N.Y. Superintendent Calls for Auto Rate Reassessment as Fraud-Fighting Successes Drop Insurers’ Losses

November 23, 2004

New York Superintendent of Insurance Gregory Serio on Tuesday announced the commencement of an immediate and broad-based review of auto insurance rates for private passenger vehicles in New York State.

Insurance companies representing more than 60 percent of the auto insurance market in New York have been directed to appear before the Department to review their rate structures in the face of significant declines in losses in the auto insurance market.

“Since 2002, there has been a dramatic decline in losses across the board in auto insurance in New York. We believe that this tremendous turn of events has been due to the aggressive fraud fighting that we have relentlessly pursued at Governor Pataki’s direction over the past three years and other regulatory changes that have been implemented. It is time for the companies to reevaluate their rate structures and loss experience and return to the people of New York the anti-fraud dividend that is the yield of this hard work,” Serio stated.

New York State’s overall loss ratio in the private passenger market stood at 0.86 for calendar year 2002, meaning that 86 cents out of every dollar collected in premiums had to be set aside to pay claims, according to industry data.

As of June 30, 2004, the overall loss ratio in New York State was 0.61, or 61 cents on the dollar.

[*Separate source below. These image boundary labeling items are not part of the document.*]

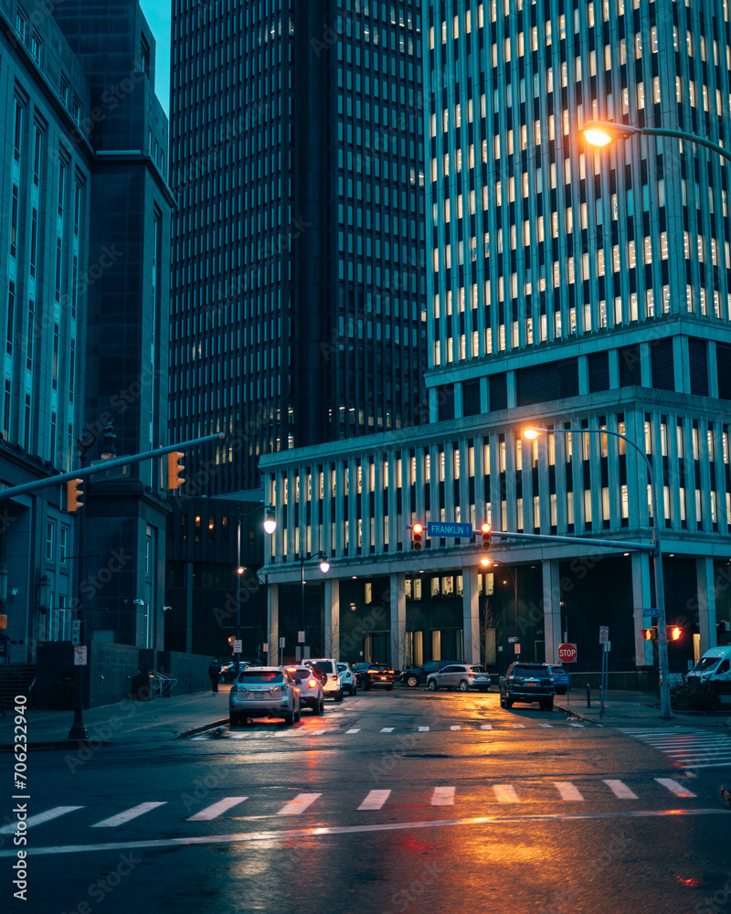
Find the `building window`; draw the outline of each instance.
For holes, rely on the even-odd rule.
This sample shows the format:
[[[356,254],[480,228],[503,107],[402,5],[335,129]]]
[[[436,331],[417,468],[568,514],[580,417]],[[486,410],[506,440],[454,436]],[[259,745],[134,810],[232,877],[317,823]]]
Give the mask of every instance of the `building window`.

Moreover, this same report found that New York State’s average personal injury protection (PIP) losses per claim dropped to $6,229 as of June 30, 2004 from $8,489 per claim as of year-end 2002.

The Insurance Department plans to meet with representatives of the following companies within the next 30 days: Allstate, CNA, GEICO, Hartford, Liberty Mutual, Metropolitan, Nationwide, New York Central Mutual, One Beacon, Progressive, State Farm, Travelers and USAA. Progressive and State Farm have already implemented rate reductions in 2004.

“When I became Superintendent three years ago, Governor Pataki gave me a mandate and the support to attack the high cost of auto insurance in New York. Through his appointment of Attorney General Spitzer as the special prosecutor for auto insurance frauds, greater cooperation and collaboration of the Insurance Department’s Frauds Bureau with the police and district attorneys in fighting fraud on the local level, regulatory changes including the implementation of cost-cutting Regulations 68 and 83, we have achieved dramatic declines in the losses experienced by insurance companies,” Superintendent Serio said. “Now we owe it to the hard-working people of New York to share in this good news and in these accomplishments.” Regulations 68 and 83 govern the ways in which no-fault auto insurance claims are processed.

The review will include the auto insurance written for private passenger vehicles in the voluntary market as well as those policies written in the Assigned Risk Plan, also known as the New York Automobile Insurance Plan (NYAIP). The number of New Yorkers insured through NYAIP was approaching its four-year low as of Sept. 30, 2004. NYAIP policyholders statewide received a 2% rate premium decrease effective August 2004.